Tree identity
So I had a random idea, and hopefully, someone more knowledgeable in the internals of x509 and related technologies can chime in.
When, say, Lagrange encounters a page requesting a client certificate, it offers you an option to generate a certificate explicitly for this particular server. The certificate remains entirely disconnected from any other certificate you might be using. Which is both a good thing, as it ensures privacy, and a not so good thing, as it prevents you, yourself, from later proving to anyone else that these two certificates are one and the same, if it should so suit you. Or rather, the option is sort of there, but requires complicated dances.
There might be other advantages to using per-site certificates as a general practice, but all those hypotherical complicated dances make it unwieldy.

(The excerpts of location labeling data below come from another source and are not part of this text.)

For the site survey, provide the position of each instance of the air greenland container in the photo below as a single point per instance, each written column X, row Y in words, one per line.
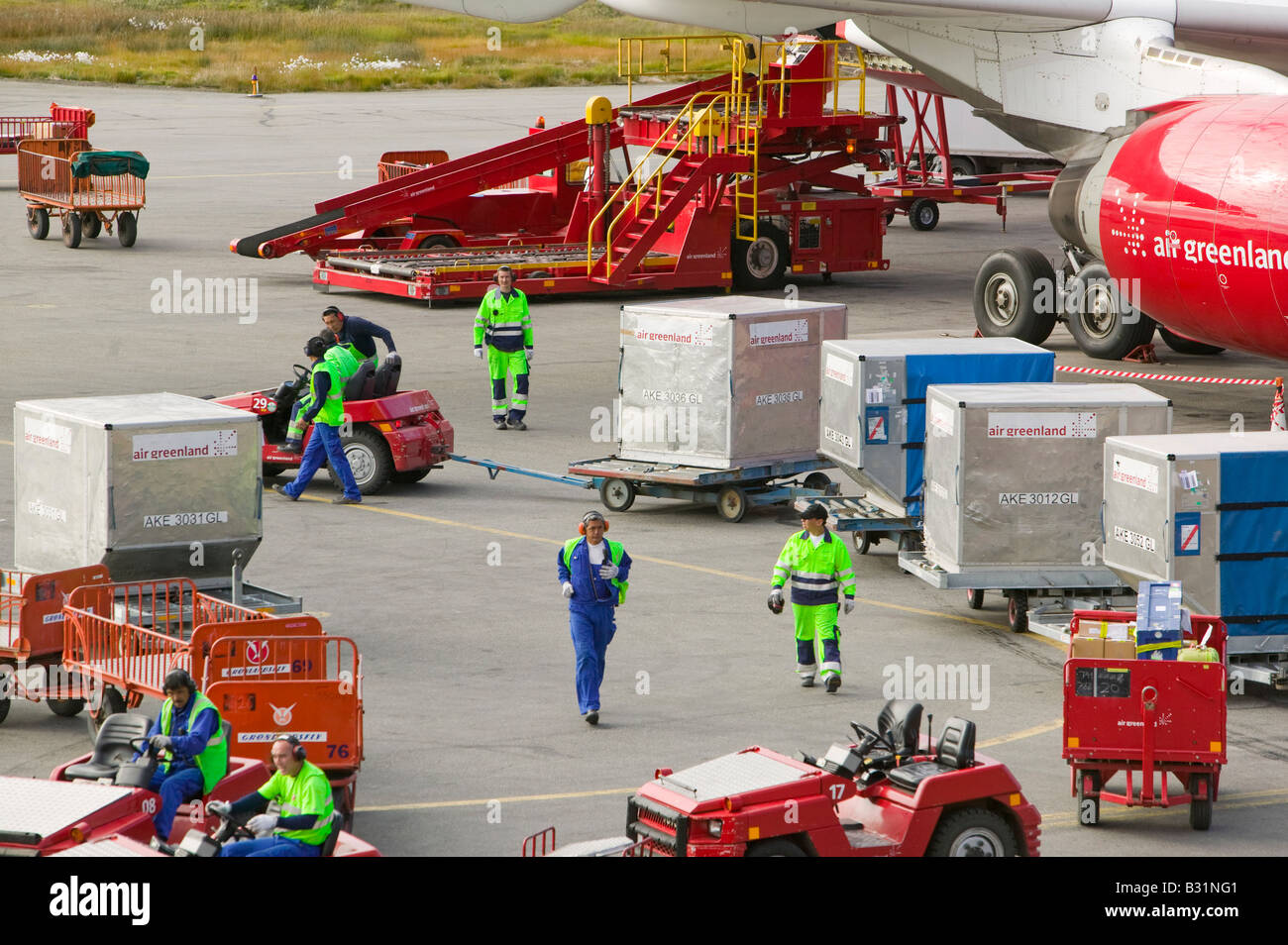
column 872, row 419
column 722, row 382
column 1209, row 510
column 1014, row 471
column 151, row 485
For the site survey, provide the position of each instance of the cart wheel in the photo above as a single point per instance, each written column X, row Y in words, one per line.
column 71, row 231
column 818, row 480
column 111, row 704
column 65, row 708
column 1089, row 804
column 732, row 503
column 618, row 494
column 1201, row 808
column 127, row 228
column 38, row 223
column 923, row 214
column 973, row 832
column 1018, row 610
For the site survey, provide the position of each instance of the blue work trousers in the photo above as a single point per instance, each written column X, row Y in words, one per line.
column 591, row 631
column 174, row 788
column 325, row 439
column 270, row 846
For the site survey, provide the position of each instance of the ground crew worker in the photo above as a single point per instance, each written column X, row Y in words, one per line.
column 189, row 737
column 503, row 326
column 346, row 368
column 359, row 335
column 326, row 413
column 304, row 794
column 593, row 577
column 816, row 563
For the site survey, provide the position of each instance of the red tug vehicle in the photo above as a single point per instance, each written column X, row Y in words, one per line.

But if you could embed a signature into the certificate structure somewhere, that would allow someone to verify that you, the owner of certificate X, have also issued this certificate Y, without also revealing the identity of certificate X until such a verification is needed, wouldn't that be useful?
I'm not sure just how can this be done, however. Something in an extension field? Been a while since I messed with x509 myself and I obviously forgot everything I could about it.
Moreover, I can imagine situations where multi-level chains or entire trees of such identity structures will make sense... And potentially it could be something simple enough to hack into existing Gemini servers.
2025-10-20 · 7 months ago · 👍 LucasMW
8 Comments ↓
🚀 LucasMW · 2025-10-20 at 13:25:
Someone could in thesis setup a capsule which could allow users to "upload" their "public key" and tie with that capsule's certificate in case they wanted to prove they are the same.
It is a centralized solution, yes, but I think it works for this.
I would guess that privacy as default is better. People want to confirm themselves should do the extra step.
we can sign any files, right? like we send a signature with an email, we can send a signature of the certificate as well? there can be a link somewhere, after you already logged in, that suggests you to upload the presented certificate's signature.
📻 eugene [OP] · Mar 30 at 17:27:
Theoretically, unless someone's user cert generator is braindead (things happen) it can be used to sign an arbitrary bytestream. I even wrote a program that did just that a few years ago for a use completely unrelated to Gemini. But the idea was to embed that information directly inside the individual user certs generated for use with specific sites, which is a rather different ball of wax...
I need to meditate on the whole thing more, what I was initially thinking of is either spectacularly unnecessary, impossible, or actually trivial, and I'm not sure which. :)
IIUC, that’s exactly what certificate issuing is. If the user trusts the end certificate, fine. If they want to verify the issuer, they can walk up the certificate chain. And you can provide the signer certificate via (i) a central CA/RA (ii) DNS (iii) yourself during TLS.
📻 eugene [OP] · Apr 02 at 08:20:
@sy
Yes, there's the CA and potential multiple levels thereof, but here's a thing: The moment you reveal a CA claiming that it is "you", you also automatically reveal that all certificates one previously encountered signed by this CA are also "you" -- whereas you might only want to prove that *one* of them is you, but leave the rest of them anonymous...
The issuer CA may be yourself with a self-signed CA certificate – not necessarily an established CA company. And the verifiers will arrive at that CA certificate only via the chain of certificates that they are trying to verify. They won’t see all the certificates that you, as a CA, have issued.
📻 eugene [OP] · Apr 02 at 12:15:
They will, however, be able to identify any two certificates they happen to have as being signed by the same CA, and will be able to do this for any certificates they encounter later that are signed by the same CA. I.e. the moment we give up the CA to be verified, we don't just depseudonymize a certain pair of certificates, but every possible pair that the one we want to prove identity to ever had access to, or, unless that's where we drop the CA, *will* have access to in the future.
I can imagine how this could be undesirable.
I thought *that* was what you meant by saying ‘tree’. You can have separate CA trees if that’s not what you want. Or if you want the ability to reveal the connection later, you would not publish the real root certificate and use the certificates issued by it as if they were separate roots.